What I personally experienced, though, with the musicalization of Be More Chill, was a fairly utilitarian reduction of the story’s elements. The outline of the novel without enough of the flavor, or—allowing that in any dramatization, the adapters inevitably make the piece and the characters somehow their own, whether they go purposefully toward another muse (not usually wise) or deliver the illusion of faithfulness (the ideal)—sufficient enough substance to take its place. It’s undeniably a cannier and more craftsmanlike adaptation than Pretty Woman, but it presents no less a theme park hit-the-marks rendering. And I say this putting aside the high tech aspects of the story that have been rendered in actual theme-park fashion, with the addictive graphics of a gigantic phablet. (Yes, yes, the evil force in the story is a malignant high tech addiction. But in being fun to witness, it’s not a little Pirandellian. Look it up; smiley emoticon.)

 

            I worry that, because musicals like those discussed here are well into dominating the landscape, the art of the musical is in almost as much danger as the future f the Republic. Indeed, there are others: like Getting the Band Back Together, which recently ended its relatively brief Broadway run, that are not as successful, less because they’re appreciably inferior in quality, than because they don’t show up at quite the right moment; and worse, like This Ain’t No Disco, which was a conceptual train wreck.

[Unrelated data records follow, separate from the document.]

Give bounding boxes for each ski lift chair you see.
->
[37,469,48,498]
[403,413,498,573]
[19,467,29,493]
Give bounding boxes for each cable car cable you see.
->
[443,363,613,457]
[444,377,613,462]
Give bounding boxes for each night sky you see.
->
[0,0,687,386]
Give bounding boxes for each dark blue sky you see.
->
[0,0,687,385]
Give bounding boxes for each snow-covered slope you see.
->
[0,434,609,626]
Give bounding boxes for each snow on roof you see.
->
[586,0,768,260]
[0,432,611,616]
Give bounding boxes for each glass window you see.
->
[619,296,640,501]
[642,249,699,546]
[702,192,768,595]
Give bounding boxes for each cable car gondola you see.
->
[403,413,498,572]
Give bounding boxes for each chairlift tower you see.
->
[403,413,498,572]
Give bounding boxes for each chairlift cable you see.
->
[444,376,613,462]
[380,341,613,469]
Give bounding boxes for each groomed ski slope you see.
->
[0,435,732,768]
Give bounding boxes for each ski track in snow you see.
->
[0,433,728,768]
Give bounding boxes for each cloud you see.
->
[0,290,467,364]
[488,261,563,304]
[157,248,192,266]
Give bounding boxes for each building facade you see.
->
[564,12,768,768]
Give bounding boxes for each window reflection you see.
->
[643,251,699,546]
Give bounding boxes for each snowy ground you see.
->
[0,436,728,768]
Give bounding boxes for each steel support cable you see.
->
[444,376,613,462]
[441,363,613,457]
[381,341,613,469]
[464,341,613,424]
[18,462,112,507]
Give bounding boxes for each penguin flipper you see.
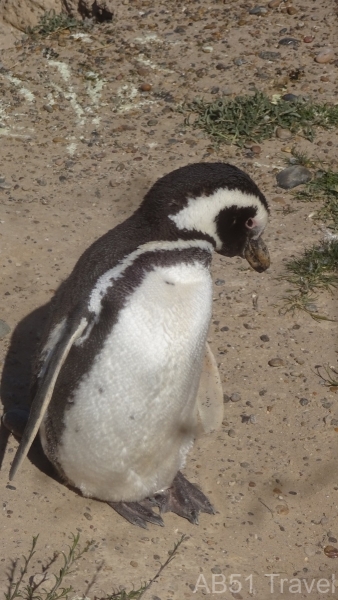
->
[197,343,224,433]
[9,317,88,480]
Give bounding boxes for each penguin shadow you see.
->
[0,303,56,479]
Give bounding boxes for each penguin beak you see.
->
[244,237,270,273]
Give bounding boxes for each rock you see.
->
[282,94,298,102]
[278,38,300,48]
[0,319,11,340]
[140,83,152,92]
[268,358,284,367]
[59,0,116,23]
[258,50,281,62]
[276,127,292,140]
[286,6,298,15]
[315,48,334,64]
[249,6,269,17]
[0,0,62,31]
[276,165,312,190]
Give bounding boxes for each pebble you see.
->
[268,358,285,367]
[278,38,300,48]
[304,546,316,556]
[140,83,152,92]
[258,50,281,61]
[282,94,298,102]
[233,56,247,67]
[211,565,222,575]
[315,48,334,64]
[276,165,312,190]
[324,546,338,558]
[286,6,298,15]
[276,127,292,140]
[0,319,11,340]
[249,6,269,17]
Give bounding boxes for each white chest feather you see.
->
[59,262,212,501]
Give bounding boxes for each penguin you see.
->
[4,162,270,528]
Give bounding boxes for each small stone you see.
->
[251,144,262,154]
[315,48,334,64]
[276,165,312,190]
[282,94,298,102]
[249,6,269,17]
[258,50,281,62]
[304,546,317,556]
[286,6,298,15]
[276,504,289,515]
[140,83,152,92]
[233,56,247,67]
[276,127,292,140]
[306,302,318,312]
[268,358,285,367]
[0,319,11,340]
[278,38,300,48]
[324,546,338,558]
[211,565,222,575]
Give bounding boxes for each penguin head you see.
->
[143,162,269,257]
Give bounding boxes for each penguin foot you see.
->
[154,472,215,525]
[2,408,29,438]
[107,500,164,529]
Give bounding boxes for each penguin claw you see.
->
[107,501,164,529]
[154,472,215,525]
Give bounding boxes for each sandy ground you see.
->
[0,0,338,600]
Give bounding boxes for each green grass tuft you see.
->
[5,534,186,600]
[181,92,338,146]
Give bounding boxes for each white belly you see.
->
[58,262,212,501]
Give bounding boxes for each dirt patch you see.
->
[0,0,338,600]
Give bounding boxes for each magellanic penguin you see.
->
[5,162,270,527]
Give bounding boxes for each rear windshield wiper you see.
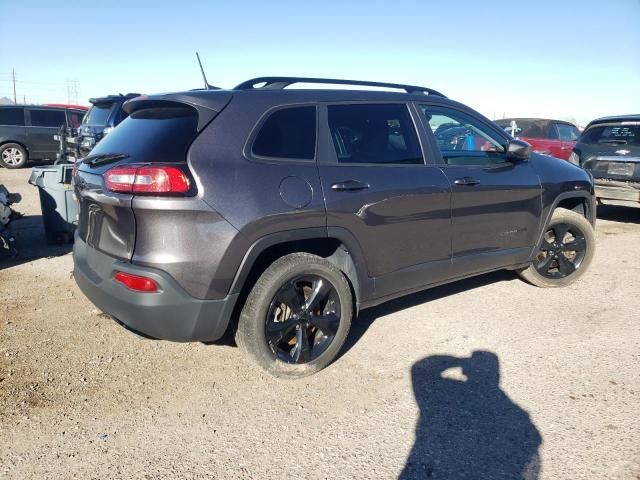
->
[82,153,129,167]
[598,139,629,145]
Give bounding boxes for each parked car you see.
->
[569,115,640,202]
[73,77,595,376]
[45,103,89,111]
[0,105,86,168]
[495,118,580,160]
[78,93,140,155]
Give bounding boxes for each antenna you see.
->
[196,52,211,90]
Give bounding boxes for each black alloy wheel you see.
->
[534,223,587,280]
[265,275,341,364]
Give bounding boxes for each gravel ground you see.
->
[0,169,640,480]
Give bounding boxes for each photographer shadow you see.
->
[400,351,542,480]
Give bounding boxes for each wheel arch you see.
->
[230,227,373,316]
[531,191,596,258]
[0,138,31,156]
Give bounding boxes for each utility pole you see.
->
[11,68,18,103]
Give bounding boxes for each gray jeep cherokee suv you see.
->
[73,77,595,376]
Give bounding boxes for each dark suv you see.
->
[0,105,86,168]
[73,77,595,376]
[78,93,140,156]
[569,115,640,202]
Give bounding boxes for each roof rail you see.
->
[234,77,446,98]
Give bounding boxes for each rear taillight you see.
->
[113,272,158,293]
[103,165,190,195]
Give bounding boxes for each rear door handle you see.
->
[453,177,480,186]
[331,180,370,192]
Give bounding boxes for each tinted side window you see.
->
[252,107,316,160]
[581,123,640,145]
[30,110,67,127]
[556,123,580,142]
[547,123,560,140]
[329,103,424,164]
[420,105,507,166]
[67,110,84,128]
[0,108,24,127]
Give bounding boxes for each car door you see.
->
[419,104,542,274]
[27,108,67,159]
[318,102,451,297]
[0,106,30,149]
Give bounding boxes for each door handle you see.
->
[331,180,370,192]
[453,177,480,186]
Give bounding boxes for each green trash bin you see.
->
[29,164,78,245]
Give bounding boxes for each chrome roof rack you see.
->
[234,77,446,98]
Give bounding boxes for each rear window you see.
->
[582,124,640,145]
[29,110,67,128]
[555,123,580,142]
[0,108,24,127]
[83,103,116,126]
[91,107,198,163]
[252,106,316,160]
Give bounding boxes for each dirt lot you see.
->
[0,169,640,480]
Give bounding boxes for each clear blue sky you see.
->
[0,0,640,124]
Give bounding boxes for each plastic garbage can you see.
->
[29,164,78,245]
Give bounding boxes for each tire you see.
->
[235,253,353,378]
[0,143,29,168]
[518,208,596,288]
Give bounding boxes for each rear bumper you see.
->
[73,234,238,342]
[594,178,640,202]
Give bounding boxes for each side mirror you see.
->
[507,140,531,162]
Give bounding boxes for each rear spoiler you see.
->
[89,93,141,105]
[122,90,233,131]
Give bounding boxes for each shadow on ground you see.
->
[340,270,517,357]
[400,351,542,480]
[597,205,640,224]
[0,215,73,270]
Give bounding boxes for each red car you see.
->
[495,118,580,160]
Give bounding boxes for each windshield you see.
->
[496,119,548,138]
[582,123,640,145]
[82,103,116,125]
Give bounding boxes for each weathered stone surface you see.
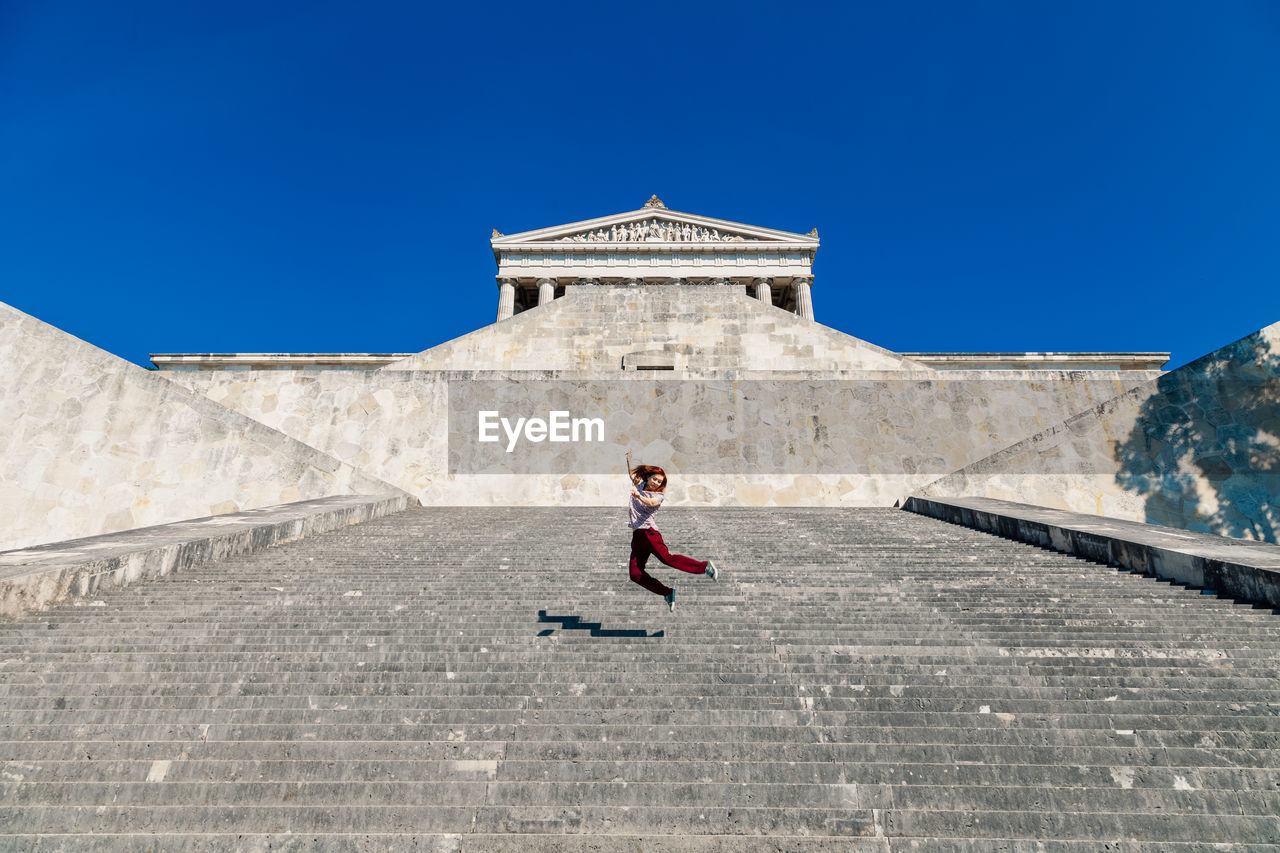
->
[163,366,1146,506]
[904,496,1280,608]
[0,493,417,616]
[0,504,1280,853]
[383,284,933,378]
[919,315,1280,542]
[0,304,398,548]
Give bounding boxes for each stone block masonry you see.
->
[0,305,401,549]
[0,507,1280,853]
[0,494,417,616]
[904,496,1280,608]
[918,323,1280,543]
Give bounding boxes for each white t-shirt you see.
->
[631,489,666,530]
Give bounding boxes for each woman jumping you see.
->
[627,451,719,611]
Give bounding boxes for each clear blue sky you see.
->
[0,0,1280,364]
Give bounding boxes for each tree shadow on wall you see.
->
[1116,333,1280,542]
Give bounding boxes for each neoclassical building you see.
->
[15,197,1280,547]
[151,196,1169,375]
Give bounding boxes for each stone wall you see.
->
[383,284,929,378]
[919,315,1280,542]
[0,304,396,549]
[164,370,1146,506]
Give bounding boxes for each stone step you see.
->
[0,507,1280,853]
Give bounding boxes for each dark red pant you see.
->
[630,528,707,596]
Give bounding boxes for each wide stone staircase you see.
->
[0,507,1280,853]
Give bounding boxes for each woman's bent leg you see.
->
[628,530,671,597]
[636,529,707,575]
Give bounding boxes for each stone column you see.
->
[795,277,813,320]
[751,278,773,305]
[498,278,516,323]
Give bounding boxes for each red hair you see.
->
[631,465,667,492]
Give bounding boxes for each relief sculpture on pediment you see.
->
[559,219,756,243]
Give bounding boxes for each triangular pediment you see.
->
[490,200,818,251]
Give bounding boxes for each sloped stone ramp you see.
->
[0,508,1280,853]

But the fact that they show up at all, during a period in which such musicals show up in relative profusion, is the red flag. They’re creating the impression, and in some higher echelon enclaves, nurturing the conviction, that contemporary musical theatre has an obligation to be presented in these terms; and adding smoke to the confusion between luring audiences and pandering to them; between creating an audience for a particular show with a unique vision, and targeting an audience that has been pre-conditioned by media triggers.

Which brings us back to that most chilling of terms that has crept into the argot: “our audiences.” Used in a sentence: We want to create shows for our audiences, that relect our audience’s interest and provide what our audiences can relate to. That’s not about art; that’s about product. That’s about passing off a subjective projection based on stuff that has already been popular. Which is very different than a sincere artistic effort to find universal verities along unexplored (and not just unexploited) paths.

            You can occasionally guess right, I suppose, dealing from the our audiences deck. But that’s playing short game odds.

            And nothing living grows up healthy and strong, with the desire to sample complex, varied flavors, when most of the time it’s gorging on junk food, and little else for comparison.